SCCL clears its share of cost

December 03, 2021 08:55 pm | Updated 08:55 pm IST - HYDERABAD

Singareni Collieries Company Ltd. (SCCL) has handed over a cheque of ₹62.17 crore to South Central Railway for timely completion of the Kothagudem-Sathupalli railway line taking the total share of its investment for constructing the new line to ₹618.55 crore. The line is expected to be completed by February next.

The new rail line would not only save costs for the coal company but would also be an environment-friendly measure as taking the coal produced in the Sathupalli area mines to Rudrampur coal handling plant (CHP) located 70 km away by lorries every day was causing dust and noise pollution to the habitations on the way.

According to the SCCL officials, about 30,000 tonnes of coal are being transported by road from the mines to the CHP every day and the completion of 53 km long Sathupalli-Kothagudem line would bring down the transportation costs as well as pollution.

The cheque was handed over to SCR General Manager Gajanan Mallya here on Friday by Executive Director (Coal Movement) J. Allwyn, General Manager (Marketing) K. Suryanarayana and GM (Civil) Ramesh Babu.

The SCCL officials requested SCR to complete the rail line at the earliest and help make coal transportation easy. The SCR GM assured of completing the work by February. The railway line was taken up four years back with a revised cost of ₹927 crore, including ₹618.55 crore share to be borne by SCCL and the remaining ₹309.3 crore by the Railways.

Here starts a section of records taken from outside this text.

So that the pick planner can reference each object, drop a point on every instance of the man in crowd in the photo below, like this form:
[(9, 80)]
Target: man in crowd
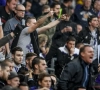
[(17, 19), (65, 54), (91, 35), (4, 73), (76, 74), (17, 56), (39, 66), (81, 15), (10, 63), (7, 11), (44, 82), (13, 80)]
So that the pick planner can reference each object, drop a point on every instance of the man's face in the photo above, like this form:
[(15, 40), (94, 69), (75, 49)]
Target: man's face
[(70, 44), (11, 65), (14, 82), (97, 5), (31, 22), (29, 62), (42, 66), (24, 88), (28, 6), (56, 9), (20, 11), (46, 10), (87, 3), (94, 23), (6, 72), (18, 57), (12, 5), (87, 55), (46, 82), (43, 2)]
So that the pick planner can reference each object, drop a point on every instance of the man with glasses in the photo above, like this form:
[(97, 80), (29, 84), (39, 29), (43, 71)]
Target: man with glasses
[(12, 23)]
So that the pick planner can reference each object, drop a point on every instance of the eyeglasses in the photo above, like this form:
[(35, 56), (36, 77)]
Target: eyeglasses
[(20, 10)]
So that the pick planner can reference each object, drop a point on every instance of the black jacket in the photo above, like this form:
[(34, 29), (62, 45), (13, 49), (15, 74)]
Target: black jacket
[(2, 83), (63, 58), (72, 76), (85, 36)]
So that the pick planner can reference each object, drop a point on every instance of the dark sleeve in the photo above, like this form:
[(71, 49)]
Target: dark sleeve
[(67, 73), (80, 37), (5, 39)]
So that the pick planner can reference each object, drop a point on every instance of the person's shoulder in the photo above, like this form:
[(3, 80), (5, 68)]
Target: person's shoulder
[(2, 7)]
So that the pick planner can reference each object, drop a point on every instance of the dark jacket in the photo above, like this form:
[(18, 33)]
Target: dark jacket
[(85, 36), (72, 76), (63, 58), (2, 83), (81, 15)]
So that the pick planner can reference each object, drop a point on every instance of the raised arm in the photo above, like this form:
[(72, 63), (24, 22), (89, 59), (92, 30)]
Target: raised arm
[(39, 22), (50, 25)]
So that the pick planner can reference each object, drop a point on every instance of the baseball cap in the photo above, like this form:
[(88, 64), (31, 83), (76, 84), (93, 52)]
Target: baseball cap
[(12, 75)]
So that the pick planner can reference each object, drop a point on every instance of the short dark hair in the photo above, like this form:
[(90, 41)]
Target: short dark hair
[(65, 1), (82, 49), (45, 7), (42, 76), (35, 61), (8, 60), (71, 39), (90, 18), (13, 51), (7, 87), (54, 4), (8, 1), (3, 66), (28, 19), (67, 11), (23, 84), (25, 3), (29, 55)]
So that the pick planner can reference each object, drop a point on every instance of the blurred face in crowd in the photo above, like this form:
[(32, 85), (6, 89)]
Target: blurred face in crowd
[(43, 2), (87, 55), (42, 67), (20, 11), (24, 88), (12, 5), (29, 61), (31, 22), (46, 10), (46, 82), (99, 21), (14, 82), (6, 72), (87, 3), (0, 72), (28, 6), (11, 65), (18, 57), (97, 5), (56, 9), (94, 23), (70, 44), (67, 17), (54, 80)]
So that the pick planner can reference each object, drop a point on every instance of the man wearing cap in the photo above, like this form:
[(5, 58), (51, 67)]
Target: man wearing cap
[(13, 80)]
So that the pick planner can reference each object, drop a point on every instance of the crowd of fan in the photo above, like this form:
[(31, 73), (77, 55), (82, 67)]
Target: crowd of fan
[(49, 44)]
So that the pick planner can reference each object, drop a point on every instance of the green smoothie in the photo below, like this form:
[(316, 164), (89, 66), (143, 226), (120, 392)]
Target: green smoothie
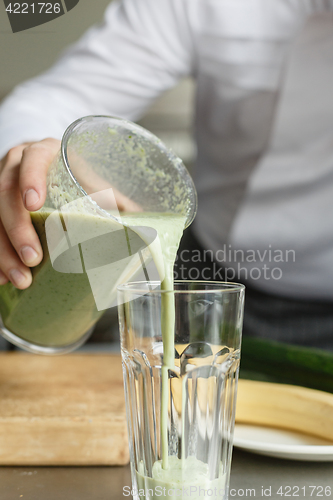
[(57, 309), (183, 479), (169, 228)]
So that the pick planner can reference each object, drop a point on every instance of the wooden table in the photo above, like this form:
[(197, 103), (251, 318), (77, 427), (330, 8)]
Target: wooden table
[(249, 472)]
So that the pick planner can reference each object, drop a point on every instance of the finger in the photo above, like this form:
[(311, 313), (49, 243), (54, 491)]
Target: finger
[(36, 159), (16, 221), (11, 266), (3, 279)]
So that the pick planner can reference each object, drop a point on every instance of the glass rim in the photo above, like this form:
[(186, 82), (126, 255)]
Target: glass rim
[(219, 287), (176, 161)]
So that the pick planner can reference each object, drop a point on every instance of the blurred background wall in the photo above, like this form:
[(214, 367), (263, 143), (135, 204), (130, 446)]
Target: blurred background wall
[(26, 54)]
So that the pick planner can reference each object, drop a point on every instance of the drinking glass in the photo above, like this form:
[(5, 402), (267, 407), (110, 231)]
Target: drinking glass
[(181, 414)]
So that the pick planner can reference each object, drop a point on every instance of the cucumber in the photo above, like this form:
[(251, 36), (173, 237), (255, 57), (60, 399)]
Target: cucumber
[(286, 363)]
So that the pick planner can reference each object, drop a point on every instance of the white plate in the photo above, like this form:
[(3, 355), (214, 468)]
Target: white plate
[(282, 443)]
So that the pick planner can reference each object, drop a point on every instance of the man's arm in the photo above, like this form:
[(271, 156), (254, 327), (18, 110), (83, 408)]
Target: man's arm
[(143, 48)]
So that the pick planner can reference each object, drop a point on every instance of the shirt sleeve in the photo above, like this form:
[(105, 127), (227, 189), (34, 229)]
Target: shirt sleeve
[(119, 68)]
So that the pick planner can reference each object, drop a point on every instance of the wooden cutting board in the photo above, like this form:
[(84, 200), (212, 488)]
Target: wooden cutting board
[(67, 410)]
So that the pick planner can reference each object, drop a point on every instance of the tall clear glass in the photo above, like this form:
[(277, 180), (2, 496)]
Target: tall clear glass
[(181, 415)]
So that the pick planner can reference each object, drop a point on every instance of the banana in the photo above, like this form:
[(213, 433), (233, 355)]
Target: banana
[(285, 406)]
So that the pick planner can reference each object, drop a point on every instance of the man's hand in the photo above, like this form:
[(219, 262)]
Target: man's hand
[(22, 190)]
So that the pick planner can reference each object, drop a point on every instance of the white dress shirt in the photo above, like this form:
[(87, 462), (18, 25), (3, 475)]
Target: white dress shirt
[(263, 125)]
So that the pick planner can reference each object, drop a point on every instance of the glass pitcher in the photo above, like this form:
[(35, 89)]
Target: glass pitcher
[(106, 166)]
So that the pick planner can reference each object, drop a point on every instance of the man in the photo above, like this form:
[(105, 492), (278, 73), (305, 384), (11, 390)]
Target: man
[(264, 117)]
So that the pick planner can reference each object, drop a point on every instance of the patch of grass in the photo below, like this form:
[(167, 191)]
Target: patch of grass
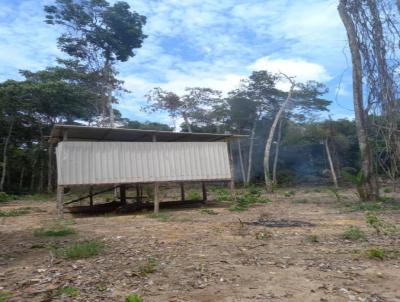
[(4, 296), (148, 267), (133, 298), (312, 238), (222, 195), (379, 224), (4, 197), (194, 195), (376, 253), (160, 216), (69, 291), (300, 201), (84, 249), (54, 231), (16, 212), (208, 211), (353, 233)]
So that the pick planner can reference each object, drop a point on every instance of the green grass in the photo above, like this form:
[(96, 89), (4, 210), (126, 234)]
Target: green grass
[(160, 216), (54, 231), (84, 249), (376, 253), (208, 211), (133, 298), (16, 212), (312, 238), (4, 197), (4, 296), (353, 233), (194, 195), (69, 291), (148, 267)]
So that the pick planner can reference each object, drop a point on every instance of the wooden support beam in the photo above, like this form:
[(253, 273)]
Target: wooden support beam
[(156, 198), (204, 189), (60, 202), (91, 196), (182, 191), (122, 193)]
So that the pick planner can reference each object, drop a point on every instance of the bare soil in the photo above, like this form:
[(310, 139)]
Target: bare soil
[(203, 257)]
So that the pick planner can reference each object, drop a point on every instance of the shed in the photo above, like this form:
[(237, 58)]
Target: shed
[(93, 156)]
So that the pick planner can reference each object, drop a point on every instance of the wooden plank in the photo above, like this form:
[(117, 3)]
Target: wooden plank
[(156, 198)]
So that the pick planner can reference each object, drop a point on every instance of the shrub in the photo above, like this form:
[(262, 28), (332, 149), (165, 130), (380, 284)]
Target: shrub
[(55, 231), (312, 238), (133, 298), (150, 266), (353, 233), (84, 249), (4, 197), (69, 291)]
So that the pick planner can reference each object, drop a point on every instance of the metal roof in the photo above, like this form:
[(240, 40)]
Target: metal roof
[(85, 133)]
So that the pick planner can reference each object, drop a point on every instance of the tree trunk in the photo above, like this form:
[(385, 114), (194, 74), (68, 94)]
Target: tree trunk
[(268, 181), (277, 147), (50, 169), (250, 156), (371, 184), (241, 162), (332, 168), (5, 151)]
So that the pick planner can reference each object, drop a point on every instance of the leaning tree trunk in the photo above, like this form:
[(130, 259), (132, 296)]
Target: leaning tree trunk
[(268, 181), (371, 184), (276, 156), (250, 156), (332, 168), (5, 151), (241, 162)]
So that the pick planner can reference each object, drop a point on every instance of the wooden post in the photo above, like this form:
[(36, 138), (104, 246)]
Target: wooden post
[(91, 196), (60, 202), (122, 192), (204, 189), (156, 198), (182, 191), (231, 182)]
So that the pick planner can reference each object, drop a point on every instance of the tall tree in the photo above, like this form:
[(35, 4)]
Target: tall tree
[(99, 35)]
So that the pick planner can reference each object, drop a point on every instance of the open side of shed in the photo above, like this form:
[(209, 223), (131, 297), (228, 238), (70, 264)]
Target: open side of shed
[(91, 156)]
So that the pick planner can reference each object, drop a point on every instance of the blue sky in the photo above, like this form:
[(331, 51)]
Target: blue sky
[(203, 43)]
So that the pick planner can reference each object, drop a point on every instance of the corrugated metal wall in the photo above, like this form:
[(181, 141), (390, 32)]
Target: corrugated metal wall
[(82, 163)]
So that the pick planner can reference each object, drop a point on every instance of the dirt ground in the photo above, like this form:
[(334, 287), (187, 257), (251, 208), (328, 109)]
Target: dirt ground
[(203, 255)]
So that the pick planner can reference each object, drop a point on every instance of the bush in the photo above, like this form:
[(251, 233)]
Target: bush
[(4, 197), (84, 249), (133, 298), (353, 233)]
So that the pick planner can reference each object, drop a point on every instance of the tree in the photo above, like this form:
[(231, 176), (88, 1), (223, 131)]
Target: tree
[(99, 35), (188, 106)]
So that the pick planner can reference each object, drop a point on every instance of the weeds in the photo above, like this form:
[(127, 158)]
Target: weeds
[(379, 225), (133, 298), (69, 291), (160, 216), (208, 211), (353, 233), (194, 195), (84, 249), (312, 238), (4, 296), (150, 266)]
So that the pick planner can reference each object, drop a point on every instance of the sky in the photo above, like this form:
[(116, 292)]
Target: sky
[(200, 43)]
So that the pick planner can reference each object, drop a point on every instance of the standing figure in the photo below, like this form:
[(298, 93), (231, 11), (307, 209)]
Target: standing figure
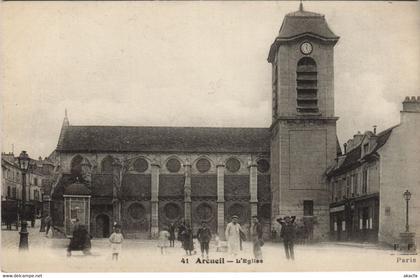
[(256, 235), (80, 240), (48, 222), (116, 240), (232, 234), (288, 233), (172, 235), (204, 237), (187, 239), (181, 229), (164, 237)]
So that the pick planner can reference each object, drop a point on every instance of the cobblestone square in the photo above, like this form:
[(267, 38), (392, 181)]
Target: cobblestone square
[(48, 254)]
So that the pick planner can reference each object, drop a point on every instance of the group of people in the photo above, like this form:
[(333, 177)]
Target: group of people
[(234, 234), (186, 237)]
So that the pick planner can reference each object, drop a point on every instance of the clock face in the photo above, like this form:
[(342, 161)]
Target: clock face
[(306, 48)]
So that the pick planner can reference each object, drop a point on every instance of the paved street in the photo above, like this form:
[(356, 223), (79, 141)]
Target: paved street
[(48, 255)]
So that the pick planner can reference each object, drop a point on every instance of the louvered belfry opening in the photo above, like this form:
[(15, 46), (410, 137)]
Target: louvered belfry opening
[(307, 101)]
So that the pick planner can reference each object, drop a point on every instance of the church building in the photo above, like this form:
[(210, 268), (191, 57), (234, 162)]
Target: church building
[(147, 177)]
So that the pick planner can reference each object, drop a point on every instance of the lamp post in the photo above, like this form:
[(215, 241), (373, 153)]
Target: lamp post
[(407, 197), (24, 166)]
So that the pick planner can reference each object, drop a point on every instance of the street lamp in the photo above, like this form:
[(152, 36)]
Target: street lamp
[(24, 166), (407, 197)]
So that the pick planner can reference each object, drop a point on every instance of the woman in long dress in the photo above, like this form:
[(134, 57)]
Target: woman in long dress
[(232, 234), (163, 241), (116, 240)]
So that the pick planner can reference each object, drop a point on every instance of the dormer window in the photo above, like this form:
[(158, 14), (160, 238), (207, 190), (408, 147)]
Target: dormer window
[(365, 148), (306, 86)]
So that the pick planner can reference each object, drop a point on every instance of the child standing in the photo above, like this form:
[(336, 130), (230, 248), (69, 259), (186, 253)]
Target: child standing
[(163, 241), (116, 240)]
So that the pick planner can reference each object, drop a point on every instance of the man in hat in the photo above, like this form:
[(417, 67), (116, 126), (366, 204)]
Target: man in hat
[(288, 233), (232, 234), (204, 236)]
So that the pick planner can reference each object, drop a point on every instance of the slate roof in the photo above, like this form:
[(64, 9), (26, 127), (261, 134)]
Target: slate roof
[(76, 189), (300, 23), (163, 139), (353, 158)]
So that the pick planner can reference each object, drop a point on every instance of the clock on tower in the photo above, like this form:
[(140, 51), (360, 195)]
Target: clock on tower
[(303, 141)]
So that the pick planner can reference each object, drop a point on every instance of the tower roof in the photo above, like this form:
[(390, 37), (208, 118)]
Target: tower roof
[(302, 23)]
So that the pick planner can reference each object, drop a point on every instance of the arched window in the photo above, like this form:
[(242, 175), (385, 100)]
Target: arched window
[(106, 165), (306, 86), (76, 166), (141, 165)]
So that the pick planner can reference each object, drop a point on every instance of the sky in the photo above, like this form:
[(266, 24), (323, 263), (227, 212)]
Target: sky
[(189, 64)]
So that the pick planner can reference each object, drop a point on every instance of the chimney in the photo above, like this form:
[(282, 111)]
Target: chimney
[(411, 104), (357, 138)]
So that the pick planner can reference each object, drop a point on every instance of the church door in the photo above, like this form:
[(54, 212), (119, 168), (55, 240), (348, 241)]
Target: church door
[(102, 226)]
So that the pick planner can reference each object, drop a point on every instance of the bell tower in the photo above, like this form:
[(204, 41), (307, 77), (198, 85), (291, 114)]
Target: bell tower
[(303, 141)]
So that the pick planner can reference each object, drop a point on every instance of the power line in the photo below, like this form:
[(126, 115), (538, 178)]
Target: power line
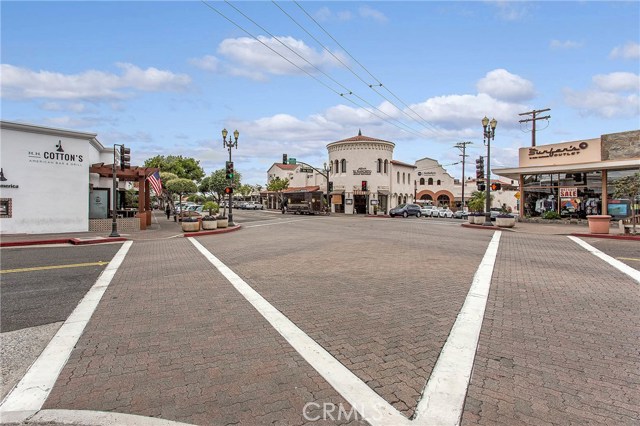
[(407, 128), (379, 83), (347, 66)]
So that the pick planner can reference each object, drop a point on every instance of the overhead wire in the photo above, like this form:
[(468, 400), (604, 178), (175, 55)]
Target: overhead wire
[(349, 68), (379, 83), (407, 128)]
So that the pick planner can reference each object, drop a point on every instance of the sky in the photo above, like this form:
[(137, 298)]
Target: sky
[(164, 78)]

By handing over the ₹62.17 crore cheque, the SCCL has paid the entire amount of its share for the rail line construction.

Use of machinery

Meanwhile, at a review meeting held on Friday over the performance of CHPs and machinery, particularly mechanised shovels, directors of the company S. Chandrasekhar, N. Balaram and D. Satyanarayana Rao said reaching production target of 70 million tonnes was possible only with the increased use of machinery. They suggested use of machinery from a maximum of 14 hours now to 18 hours a day.

They wanted the officials to improve the removal of overburden to at least 2 lakh cubic meters every day with the help of mechanised shovels. The directors also had a meeting with lorry transporters’ representatives and told them not to have any interruptions as the company had already changed the charges formula linked to the fluctuation of diesel prices.